Texas Attorney General Ken Paxton is suing the Biden administration over the issuance of federal guidelines that would protect LGTBQ people in the workplace.
The guidance includes an order allowing employees to use bathrooms, locker rooms, and showers that correspond with their gender identities.
“For something like this to come up to discriminate against someone like me, and to not use my preferred pronouns it’s inhumane and it’s disrespectful in the highest degree,” Andi Tiscareno, a transgender woman who sits on the board of the Borderland Rainbow Center and is a UTEP student.
“Whenever you refer to a professor as Mr. or Ms., which has happened before, they will get upset because most of them are PhDs and have the pronoun ‘doctor.’ They get upset because they worked hard to get that degree to earn that title, they have the right to request that you use it. Which for us, for anyone who identifies as any pronoun, we have that same right,” she adds.
But state Republicans see the guidance as an existential threat.
“If the Biden administration thinks they can force states to comply with their political agenda, my office will fight against their radical attempt at social change,” said Paxton in a statement.
Texas has a longstanding history of legislation designed to impact LGTBQ+ community members that economists say fly in the face of economic recovery.
“Businesses need to attract young educated workers to stay in and come to the state. Overwhelmingly, 70 percent of Texans and more than 80 percent Americans support the idea of non-discrimination laws that protect LGTBQ people,” Jessica Shortall, Managing Director of Texas Competes, a coalition of businesses that advocate for a LGTBQ+ inclusive state economy.

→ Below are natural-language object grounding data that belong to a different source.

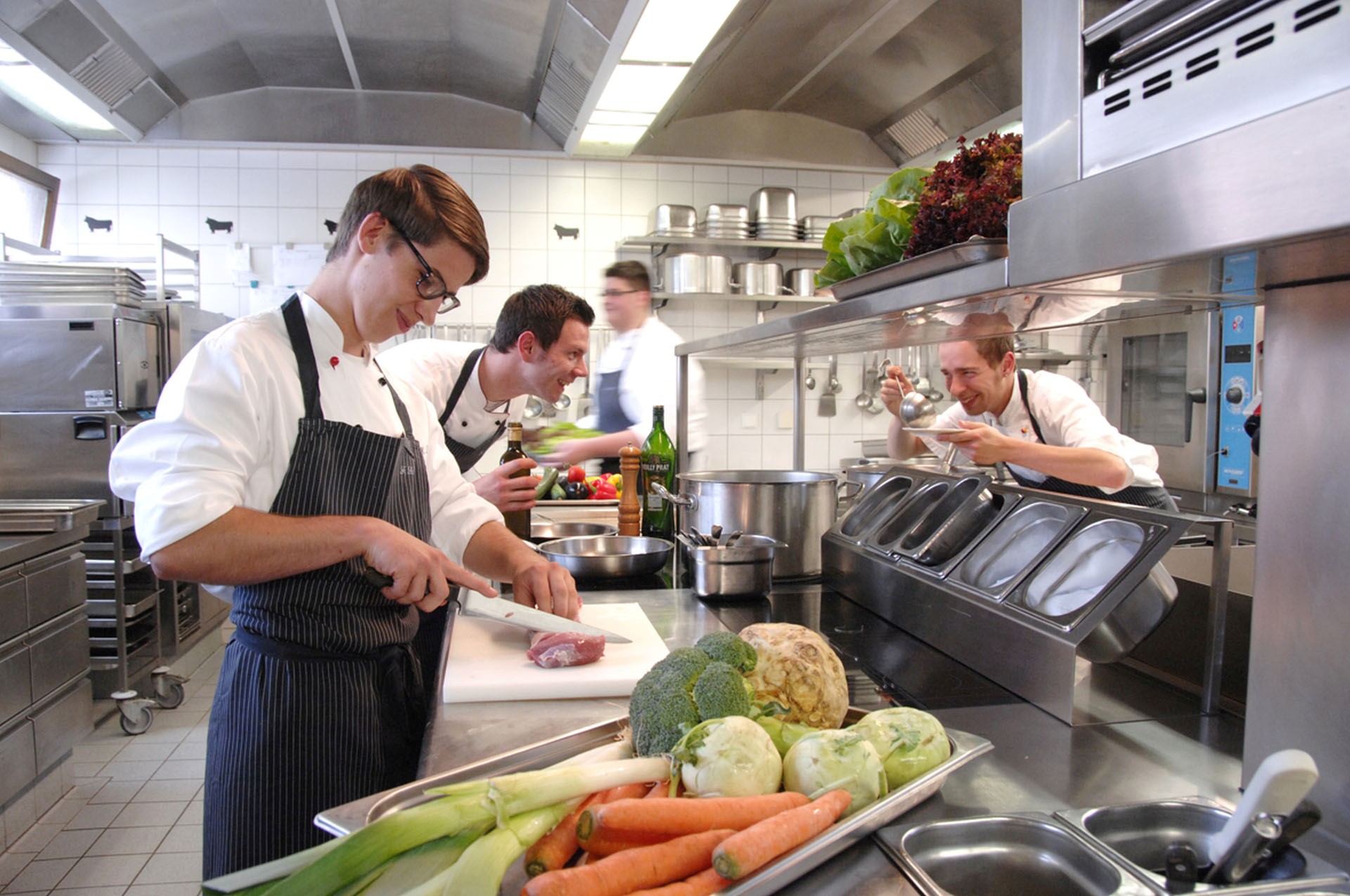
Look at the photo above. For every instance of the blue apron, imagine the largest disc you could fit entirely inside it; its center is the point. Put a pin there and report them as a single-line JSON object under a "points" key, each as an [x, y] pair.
{"points": [[321, 699], [609, 409]]}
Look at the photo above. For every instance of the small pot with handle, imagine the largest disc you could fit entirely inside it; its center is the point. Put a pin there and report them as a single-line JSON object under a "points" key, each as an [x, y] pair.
{"points": [[758, 278], [794, 507]]}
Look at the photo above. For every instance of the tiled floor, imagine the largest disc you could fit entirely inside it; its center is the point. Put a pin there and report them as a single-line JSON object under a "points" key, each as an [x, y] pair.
{"points": [[133, 824]]}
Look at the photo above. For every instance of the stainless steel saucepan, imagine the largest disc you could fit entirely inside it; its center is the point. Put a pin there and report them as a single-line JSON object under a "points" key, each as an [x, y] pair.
{"points": [[608, 557]]}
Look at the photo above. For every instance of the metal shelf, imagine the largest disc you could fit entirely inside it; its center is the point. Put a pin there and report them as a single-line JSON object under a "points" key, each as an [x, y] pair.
{"points": [[652, 242]]}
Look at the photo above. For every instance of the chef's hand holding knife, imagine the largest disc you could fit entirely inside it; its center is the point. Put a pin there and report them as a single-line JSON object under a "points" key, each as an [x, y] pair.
{"points": [[424, 576]]}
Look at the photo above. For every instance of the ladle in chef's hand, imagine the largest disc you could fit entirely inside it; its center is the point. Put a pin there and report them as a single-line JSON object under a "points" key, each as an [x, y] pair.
{"points": [[917, 410]]}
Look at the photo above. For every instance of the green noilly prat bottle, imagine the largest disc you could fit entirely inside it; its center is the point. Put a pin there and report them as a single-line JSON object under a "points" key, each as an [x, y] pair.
{"points": [[658, 465]]}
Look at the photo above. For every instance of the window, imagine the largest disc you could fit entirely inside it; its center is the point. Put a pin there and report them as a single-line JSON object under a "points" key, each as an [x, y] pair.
{"points": [[27, 202]]}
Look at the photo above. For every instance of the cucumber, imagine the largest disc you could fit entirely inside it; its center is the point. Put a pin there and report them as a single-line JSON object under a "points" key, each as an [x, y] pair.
{"points": [[546, 485]]}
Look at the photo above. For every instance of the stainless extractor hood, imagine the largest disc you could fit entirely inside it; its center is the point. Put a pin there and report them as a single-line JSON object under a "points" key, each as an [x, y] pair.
{"points": [[854, 83]]}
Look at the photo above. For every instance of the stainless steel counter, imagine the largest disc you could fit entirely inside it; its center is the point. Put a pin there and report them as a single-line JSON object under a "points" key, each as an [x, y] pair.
{"points": [[1037, 764]]}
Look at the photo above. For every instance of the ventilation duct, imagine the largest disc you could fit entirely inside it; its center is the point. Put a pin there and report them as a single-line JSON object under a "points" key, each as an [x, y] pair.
{"points": [[120, 88], [577, 58]]}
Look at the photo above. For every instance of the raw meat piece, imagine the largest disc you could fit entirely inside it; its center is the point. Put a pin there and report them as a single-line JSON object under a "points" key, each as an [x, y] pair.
{"points": [[565, 648]]}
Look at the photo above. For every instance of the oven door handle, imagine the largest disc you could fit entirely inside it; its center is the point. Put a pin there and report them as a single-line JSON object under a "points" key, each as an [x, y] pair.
{"points": [[1192, 398]]}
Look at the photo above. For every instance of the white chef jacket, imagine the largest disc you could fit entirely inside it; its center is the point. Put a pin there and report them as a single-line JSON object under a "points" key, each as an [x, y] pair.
{"points": [[647, 358], [227, 422], [1067, 417], [432, 366]]}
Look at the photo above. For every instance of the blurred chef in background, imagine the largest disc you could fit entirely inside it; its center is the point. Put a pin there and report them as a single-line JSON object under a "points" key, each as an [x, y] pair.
{"points": [[635, 374], [1043, 425]]}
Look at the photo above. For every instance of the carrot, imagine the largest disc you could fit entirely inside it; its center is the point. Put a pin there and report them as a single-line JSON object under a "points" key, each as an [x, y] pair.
{"points": [[609, 843], [639, 868], [701, 884], [759, 844], [557, 848], [681, 815]]}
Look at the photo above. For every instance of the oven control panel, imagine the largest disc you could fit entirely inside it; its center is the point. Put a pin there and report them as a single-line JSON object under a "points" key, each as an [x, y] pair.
{"points": [[1238, 387]]}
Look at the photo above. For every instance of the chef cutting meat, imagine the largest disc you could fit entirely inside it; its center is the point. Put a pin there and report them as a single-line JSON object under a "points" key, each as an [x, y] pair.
{"points": [[1043, 425], [283, 460]]}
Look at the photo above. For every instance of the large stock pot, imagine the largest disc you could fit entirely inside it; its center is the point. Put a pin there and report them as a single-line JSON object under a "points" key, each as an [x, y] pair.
{"points": [[790, 505]]}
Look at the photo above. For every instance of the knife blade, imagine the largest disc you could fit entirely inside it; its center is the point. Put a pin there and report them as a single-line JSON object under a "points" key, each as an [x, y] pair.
{"points": [[509, 611], [506, 610]]}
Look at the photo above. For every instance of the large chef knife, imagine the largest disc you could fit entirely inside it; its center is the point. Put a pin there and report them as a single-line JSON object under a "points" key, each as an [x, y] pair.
{"points": [[509, 611]]}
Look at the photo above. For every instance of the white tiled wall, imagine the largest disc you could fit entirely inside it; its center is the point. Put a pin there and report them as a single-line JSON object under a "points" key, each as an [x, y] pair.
{"points": [[283, 196]]}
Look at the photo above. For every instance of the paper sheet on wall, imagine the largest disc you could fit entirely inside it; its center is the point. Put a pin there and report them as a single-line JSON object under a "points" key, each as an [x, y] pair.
{"points": [[297, 265]]}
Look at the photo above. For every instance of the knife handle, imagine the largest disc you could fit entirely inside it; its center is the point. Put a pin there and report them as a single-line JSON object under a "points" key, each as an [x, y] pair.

In 2017, activists and business leaders urged the state Senate to do away with a proposed bill known as the “bathroom bill” that would prohibit transgender people from using public toilets that correspond to their expressed gender identity.

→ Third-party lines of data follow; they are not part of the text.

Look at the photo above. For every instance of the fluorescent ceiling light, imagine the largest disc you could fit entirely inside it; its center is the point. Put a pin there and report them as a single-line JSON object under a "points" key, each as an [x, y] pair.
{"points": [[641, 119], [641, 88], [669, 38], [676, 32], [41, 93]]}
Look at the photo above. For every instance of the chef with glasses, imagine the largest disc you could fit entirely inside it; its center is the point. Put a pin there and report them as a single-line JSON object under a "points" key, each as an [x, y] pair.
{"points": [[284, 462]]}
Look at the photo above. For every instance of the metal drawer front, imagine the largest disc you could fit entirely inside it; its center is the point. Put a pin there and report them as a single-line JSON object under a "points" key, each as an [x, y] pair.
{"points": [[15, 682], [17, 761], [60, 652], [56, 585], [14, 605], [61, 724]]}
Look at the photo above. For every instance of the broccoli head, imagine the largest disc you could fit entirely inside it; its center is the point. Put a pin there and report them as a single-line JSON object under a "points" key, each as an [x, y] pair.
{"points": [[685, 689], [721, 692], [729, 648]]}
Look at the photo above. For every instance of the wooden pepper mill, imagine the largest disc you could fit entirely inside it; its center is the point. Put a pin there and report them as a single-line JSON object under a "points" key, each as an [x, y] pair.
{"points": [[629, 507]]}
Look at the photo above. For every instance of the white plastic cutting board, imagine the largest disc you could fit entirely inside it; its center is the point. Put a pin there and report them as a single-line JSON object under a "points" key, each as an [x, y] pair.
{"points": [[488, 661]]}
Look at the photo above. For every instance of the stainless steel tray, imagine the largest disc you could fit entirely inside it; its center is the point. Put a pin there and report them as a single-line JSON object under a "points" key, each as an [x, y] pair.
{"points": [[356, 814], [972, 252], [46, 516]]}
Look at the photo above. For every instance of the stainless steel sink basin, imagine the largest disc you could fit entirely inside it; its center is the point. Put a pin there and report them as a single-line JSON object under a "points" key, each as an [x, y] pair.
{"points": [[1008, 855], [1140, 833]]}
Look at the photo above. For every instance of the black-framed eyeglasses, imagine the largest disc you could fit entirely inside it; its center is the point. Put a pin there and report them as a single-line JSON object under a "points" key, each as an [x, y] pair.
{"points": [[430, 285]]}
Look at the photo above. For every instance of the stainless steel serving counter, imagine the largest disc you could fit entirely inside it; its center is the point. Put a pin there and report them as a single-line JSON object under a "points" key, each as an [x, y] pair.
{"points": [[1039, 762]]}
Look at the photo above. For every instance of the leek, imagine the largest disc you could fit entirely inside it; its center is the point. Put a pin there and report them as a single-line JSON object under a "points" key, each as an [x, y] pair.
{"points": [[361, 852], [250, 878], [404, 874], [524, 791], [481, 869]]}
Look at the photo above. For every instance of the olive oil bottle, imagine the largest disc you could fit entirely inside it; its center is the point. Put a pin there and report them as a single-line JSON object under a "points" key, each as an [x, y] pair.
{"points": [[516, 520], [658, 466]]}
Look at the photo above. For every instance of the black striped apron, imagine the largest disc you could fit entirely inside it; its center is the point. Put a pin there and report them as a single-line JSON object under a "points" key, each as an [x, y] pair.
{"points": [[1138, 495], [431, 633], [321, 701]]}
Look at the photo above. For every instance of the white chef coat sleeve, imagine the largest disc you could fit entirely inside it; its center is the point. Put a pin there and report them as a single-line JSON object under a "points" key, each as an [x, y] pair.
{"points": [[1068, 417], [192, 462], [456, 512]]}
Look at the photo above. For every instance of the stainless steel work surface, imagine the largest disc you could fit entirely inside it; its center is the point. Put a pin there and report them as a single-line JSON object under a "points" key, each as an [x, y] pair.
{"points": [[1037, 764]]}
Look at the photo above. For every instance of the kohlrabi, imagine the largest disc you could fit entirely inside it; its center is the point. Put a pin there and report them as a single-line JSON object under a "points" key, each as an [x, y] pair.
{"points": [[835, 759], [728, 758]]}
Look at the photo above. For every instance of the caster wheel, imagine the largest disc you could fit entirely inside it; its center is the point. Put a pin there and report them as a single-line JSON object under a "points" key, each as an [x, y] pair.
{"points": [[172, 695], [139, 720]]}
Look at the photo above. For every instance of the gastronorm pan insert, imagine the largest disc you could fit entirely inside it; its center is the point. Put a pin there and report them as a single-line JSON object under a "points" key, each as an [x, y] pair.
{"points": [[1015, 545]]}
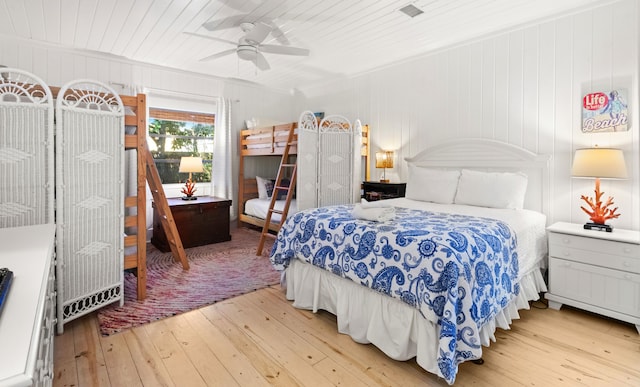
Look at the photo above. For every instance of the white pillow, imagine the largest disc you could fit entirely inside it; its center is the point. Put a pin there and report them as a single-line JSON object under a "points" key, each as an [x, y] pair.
{"points": [[492, 189], [265, 187], [432, 185]]}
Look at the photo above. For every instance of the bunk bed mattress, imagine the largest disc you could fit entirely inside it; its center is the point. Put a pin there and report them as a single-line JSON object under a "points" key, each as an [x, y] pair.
{"points": [[280, 139], [259, 207], [446, 298]]}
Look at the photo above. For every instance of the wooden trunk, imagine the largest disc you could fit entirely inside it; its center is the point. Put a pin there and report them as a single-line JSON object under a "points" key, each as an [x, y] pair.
{"points": [[199, 222]]}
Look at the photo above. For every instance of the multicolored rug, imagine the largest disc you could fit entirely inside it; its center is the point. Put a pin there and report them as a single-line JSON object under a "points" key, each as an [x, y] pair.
{"points": [[218, 271]]}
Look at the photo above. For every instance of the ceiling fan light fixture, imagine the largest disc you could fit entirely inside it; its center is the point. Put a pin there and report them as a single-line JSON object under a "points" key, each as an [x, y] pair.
{"points": [[247, 52], [411, 10]]}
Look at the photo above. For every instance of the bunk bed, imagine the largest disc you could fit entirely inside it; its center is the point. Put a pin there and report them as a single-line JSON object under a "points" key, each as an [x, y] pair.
{"points": [[270, 141], [135, 202]]}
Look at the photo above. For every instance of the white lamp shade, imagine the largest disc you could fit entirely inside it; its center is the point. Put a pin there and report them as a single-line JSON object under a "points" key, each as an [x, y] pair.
{"points": [[606, 163], [384, 159], [191, 164]]}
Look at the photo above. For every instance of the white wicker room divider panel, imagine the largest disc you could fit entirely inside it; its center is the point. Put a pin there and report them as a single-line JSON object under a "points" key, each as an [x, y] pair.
{"points": [[26, 150], [89, 198], [336, 169], [307, 180], [328, 161]]}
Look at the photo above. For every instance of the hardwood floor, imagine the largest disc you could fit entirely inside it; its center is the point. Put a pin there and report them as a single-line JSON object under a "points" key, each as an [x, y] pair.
{"points": [[259, 339]]}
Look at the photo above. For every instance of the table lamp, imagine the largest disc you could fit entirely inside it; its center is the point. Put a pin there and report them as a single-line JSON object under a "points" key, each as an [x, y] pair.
{"points": [[384, 160], [190, 164], [599, 163]]}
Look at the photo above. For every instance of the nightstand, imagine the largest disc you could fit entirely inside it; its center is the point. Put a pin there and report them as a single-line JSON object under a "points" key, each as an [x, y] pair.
{"points": [[375, 190], [595, 270], [199, 222]]}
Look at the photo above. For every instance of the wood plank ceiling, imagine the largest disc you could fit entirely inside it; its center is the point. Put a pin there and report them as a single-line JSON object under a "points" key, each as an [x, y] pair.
{"points": [[345, 37]]}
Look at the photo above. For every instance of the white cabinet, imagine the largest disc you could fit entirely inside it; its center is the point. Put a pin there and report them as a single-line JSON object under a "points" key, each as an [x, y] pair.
{"points": [[595, 270], [28, 320]]}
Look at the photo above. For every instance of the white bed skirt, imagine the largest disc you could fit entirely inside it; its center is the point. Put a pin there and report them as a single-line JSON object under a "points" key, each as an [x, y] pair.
{"points": [[397, 329]]}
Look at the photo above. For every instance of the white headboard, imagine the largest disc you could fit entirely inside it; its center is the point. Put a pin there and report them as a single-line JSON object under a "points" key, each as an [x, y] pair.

The bathroom bill brouhaha led to about $66 million in state losses for state convention businesses, and economists say the bill would have caused $1.4 billion in losses for conventions, sport events, concerts, and more if passed, according to Reuters.
Despite the economic implications, members of the LGTBQ+ community say their bodies — and they –should never be discriminated against, especially in the workplace.
“My identity or what’s in my pants is no one else’s business,” says Tiscareno.